だから、短期間ならば勝ったり負けたりするし、少数ながら長期間に渡って勝ちこすプレイヤーも確かに存在する。
しかし、カジノ側はトータルで負けることは絶対にない。

なぜなら、大数の法則が働くからだ。

カジノが仕掛ける大数の法則の罠

大数の法則とは、一言でいえば「試行回数を増やせば確率は収束する」という意味だ。

わかりやすく、実例で解説しよう。

ここにコインが一枚あるとする。
表と裏は色が違うだけで、ゆがみは全くない
このコインを上に放り投げたとき、表が出る確率と裏がでる確率は、等しく2分の1だ。

では、10回投げてみよう。

表。




いきなり表が4連続!!

こんなことは確率的におかしい!!。
と思うのは、早計だ。
4連続なんて、ごくごく普通にありえる。

このまま続ける。

裏、
表、





10回繰り返したところ、裏が出たのは2回だけ。
なんと20%しかなかった。

いよいよこれはおかしい。
イカサマの可能性もある!!
もしくは、俺は世界一の幸運の持ち主だ。

となるのが、よくあるギャンブラーの思考回路だ。

そうは問屋がおろさない。

このままコインを100万回続けたところ、結果は表49万9千800回
裏50万200回となった。

これを確率に直すと表49.98%、裏50.02%
どちらも、ほぼ50%に近づいていることがわかる。


確かに裏のほうが400回も多くでているが、100万回のうち400回の差は
たったの0.004%に過ぎない。
つまり、たんなる誤差だ。

これが大数の法則だ。
確率は、施行回数が多くなればなるほど、元の確率通りに結果に落ち着く。

カジノは、一日に何千、何万ものゲームをこなす。
個別にみれば、ルーレットで15回連続赤がでたり、ブラックジャックで10回連続ディーラーがバーストしたりといった幸運に恵まれたプレイヤーもいるだろう。

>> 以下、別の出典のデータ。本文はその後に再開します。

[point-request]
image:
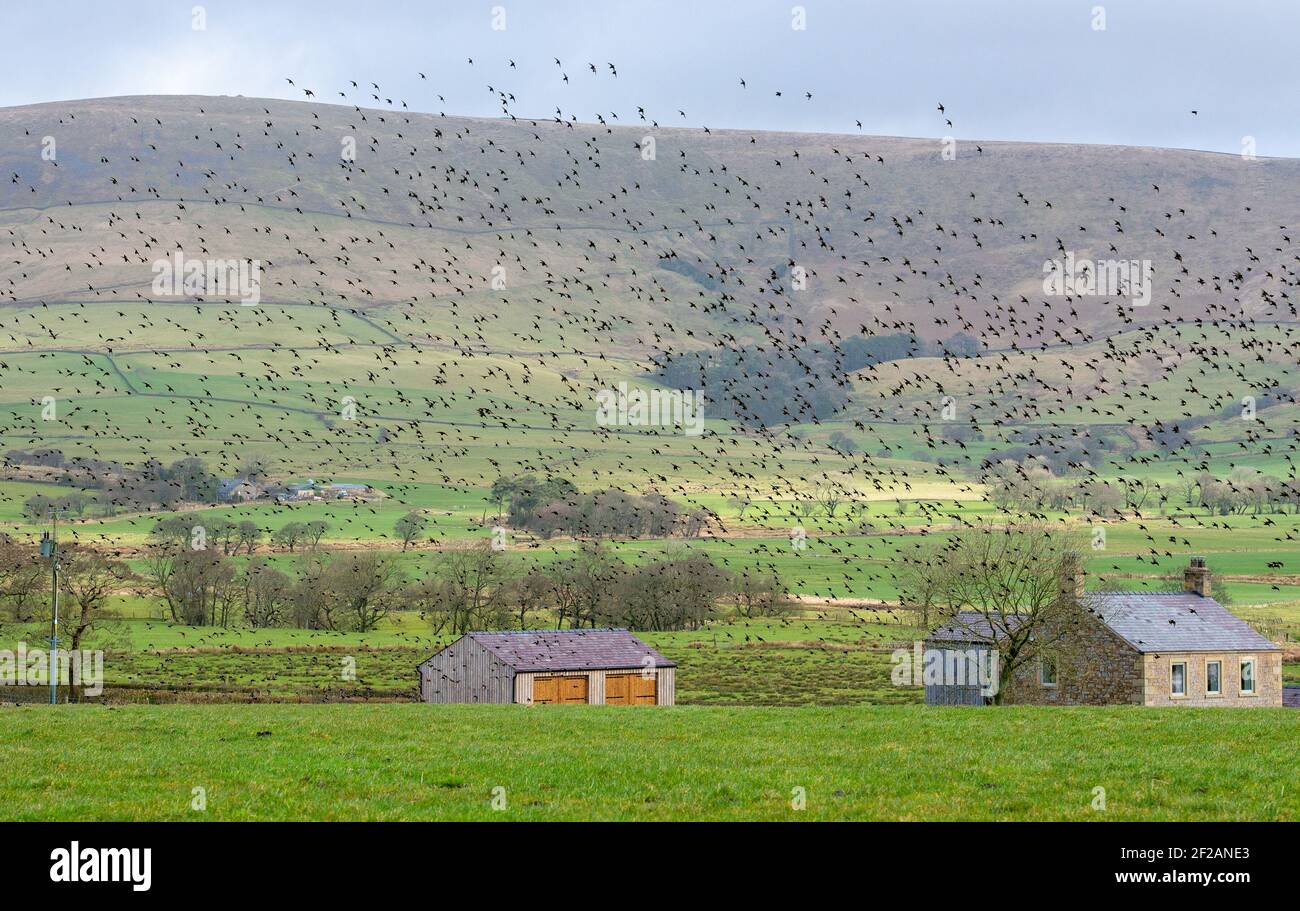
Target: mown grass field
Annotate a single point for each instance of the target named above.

しかし、トータルでみればそんな幸運など誤差に過ぎず、ルーレットでは赤がでたり黒がでたりし、ブラックジャックはここぞというときにディーラーが21を出し、確率通りに客は負けて行く。

これが大数の法則であり、カジノが勝ち続ける仕組みだ。

せっかくなので、あなたも、実際に大数の法則を体験してみよう。
下に、大小を連続300回の結果を表示できるシミュレーターを用意した。


大か小に賭けた場合
勝った時は2倍。負けたら賭け金を没収。ゾロ目が出たときも没収。

ゾロ目に賭けた場合
ゾロ目が出たときは24倍。その他は賭け金を没収。


たった300回でも、大数の法則に逆らって勝ちこすことがいかに難しいかが分かるだろう。
もしこのシミュレーターでトータルがプラスになったら、幸運を噛みしめ、次のカジノ旅行に期待をしてもよいかもしれない。